Călata – Kalotaszeg:
The traditions that have been kept throughout long centuries are still fascinating like Christmas caroling and acting out the Bethlehem story, the ’sprinkling’ at Easter, when early in the morning men go over to the houses where their female relatives and friends live and sprinkle them with water; in return the women give them dyed eggs with traditional folk patterns on them, the weddings traditions, ball in October, after the grapes have been picked and pressed by the people of the village. On religious holidays men and women put on their nicest costumes and go to church and after the ceremony women make a festive traditional lunch. The costumes in this region are extraordinarily colourful and varied.
Sâncraiu - Kalotaszentkirály-Zentelke:
Sâncraiu is situated by the Kalota Stream, 5 kilometers from Huedin. 1200 people live there today, mostly Calvinist Hungarians.
Excellent craftsmen inhabit the village: carpenters, joiners, bricklayers, fur-makers. Old Hungarian traditions are alive in the village still, people still wear their splendid costumes on holidays.
Corund – Korond:
Corund is one of the largest settlements of Hargita county. As the agriculture was never enough to support the population different trades formed, among them potter’s craft is the oldest one, but you can find tinder-making and charcoal-burning crafts as well. Permanent fair is held in the main square, where customers can find not only the local craftsmen’s products and goods from masters of the neighbourhood.
In the beginning craftsmen made pots without glaze, and these pots were well-tried cooking utensils. The pottery craft of Corund was in danger many times. When the glazed pots came into fashion the young people were sent to Odorheiu Secuiesc to learn the new methods. The potter’s craft can support the inhabitants well, so people don’t move to other settlements from here.
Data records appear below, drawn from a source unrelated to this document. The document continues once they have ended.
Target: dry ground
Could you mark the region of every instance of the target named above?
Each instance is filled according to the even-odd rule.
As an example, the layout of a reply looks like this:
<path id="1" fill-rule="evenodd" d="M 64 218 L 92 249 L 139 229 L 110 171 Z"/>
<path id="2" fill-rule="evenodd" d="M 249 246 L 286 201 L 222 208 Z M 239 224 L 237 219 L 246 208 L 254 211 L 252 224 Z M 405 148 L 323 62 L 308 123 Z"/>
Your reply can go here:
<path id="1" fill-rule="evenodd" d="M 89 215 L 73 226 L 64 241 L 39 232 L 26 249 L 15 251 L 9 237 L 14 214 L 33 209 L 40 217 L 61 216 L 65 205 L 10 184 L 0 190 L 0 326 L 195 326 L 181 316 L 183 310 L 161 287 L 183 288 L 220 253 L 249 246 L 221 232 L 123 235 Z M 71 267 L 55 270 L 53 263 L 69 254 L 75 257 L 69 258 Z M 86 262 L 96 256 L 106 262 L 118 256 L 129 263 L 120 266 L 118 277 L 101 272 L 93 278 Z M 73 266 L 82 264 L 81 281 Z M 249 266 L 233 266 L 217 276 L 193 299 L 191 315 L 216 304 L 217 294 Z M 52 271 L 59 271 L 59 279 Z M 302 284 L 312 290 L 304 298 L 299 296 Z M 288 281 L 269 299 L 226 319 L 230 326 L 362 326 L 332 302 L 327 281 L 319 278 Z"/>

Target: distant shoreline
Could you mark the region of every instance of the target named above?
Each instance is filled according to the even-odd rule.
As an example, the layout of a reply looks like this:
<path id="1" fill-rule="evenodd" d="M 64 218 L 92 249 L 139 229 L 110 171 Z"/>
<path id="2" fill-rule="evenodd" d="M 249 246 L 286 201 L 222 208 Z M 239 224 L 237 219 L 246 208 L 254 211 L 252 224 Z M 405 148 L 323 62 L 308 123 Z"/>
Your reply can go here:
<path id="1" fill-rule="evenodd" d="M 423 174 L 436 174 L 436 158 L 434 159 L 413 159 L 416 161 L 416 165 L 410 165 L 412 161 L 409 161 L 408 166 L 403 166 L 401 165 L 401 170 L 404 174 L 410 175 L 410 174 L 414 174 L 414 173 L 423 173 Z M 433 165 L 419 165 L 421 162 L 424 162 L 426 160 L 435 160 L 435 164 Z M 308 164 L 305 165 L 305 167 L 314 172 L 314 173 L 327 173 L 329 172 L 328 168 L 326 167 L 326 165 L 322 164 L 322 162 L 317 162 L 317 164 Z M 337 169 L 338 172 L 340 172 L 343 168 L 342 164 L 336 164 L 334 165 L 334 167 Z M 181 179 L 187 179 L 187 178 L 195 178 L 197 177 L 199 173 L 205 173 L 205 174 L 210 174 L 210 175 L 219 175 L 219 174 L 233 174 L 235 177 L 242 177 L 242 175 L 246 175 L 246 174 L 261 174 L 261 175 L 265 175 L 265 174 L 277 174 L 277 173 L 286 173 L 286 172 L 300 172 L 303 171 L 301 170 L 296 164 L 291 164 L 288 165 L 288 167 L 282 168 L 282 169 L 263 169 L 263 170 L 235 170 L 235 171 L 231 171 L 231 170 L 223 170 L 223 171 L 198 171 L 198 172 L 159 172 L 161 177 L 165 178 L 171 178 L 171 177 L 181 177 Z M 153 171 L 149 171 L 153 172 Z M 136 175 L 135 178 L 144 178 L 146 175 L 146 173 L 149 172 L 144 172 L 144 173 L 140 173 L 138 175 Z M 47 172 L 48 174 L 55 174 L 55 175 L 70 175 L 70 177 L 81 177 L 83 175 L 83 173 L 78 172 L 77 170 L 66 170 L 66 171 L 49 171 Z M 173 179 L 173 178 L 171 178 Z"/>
Căpuşu Mare – Magyarkapus:
Here you can see embroidered clothes, tablecloths, cases of pillowswhich are for sale in front of almost every house.
Macău – Mákófalva:
This city is known about furniture painting which has an old tradition. There was also a school for furniture painting in the village, which worked from the end of the 1800s until 1950. There is a special room in almost every single house in the villages, which is called the "clean room". In this room visitors will find the dowry of the female members of the family: a richly-decorated bed, a glassed-in cupboard, a bench,a table, chairs, chests, home-spun pieces etc. The inhabitants are happy to make to see this „treasures” for the tourists if they ask to visit it.
Dumitreni - Szentdemeter:
This village is know about the tradition of cornhusk working. People started to learn this work after a big flood which destroyed the village and brought poverty for inhabitants. They started to make shopping bags, baskets, table-mats and sold them at the markets of Sighişoara and Târgu Mureş. But the secret of the work did not remain in this village and also Chendu the people started practise this traditional work. Nowdays people think the tradition cames originaly from Chendu and they do not know that the original place of this trade is Dumitreni, the village hiddened behind the hill.
Rimetea – Torockó:
Rimetea is a village which known as the centre of ironworks in Transylvania before the modern iron industry appeared. The village has also a museum where you can see folk costume, painted furniture, tools, embroideries of the village.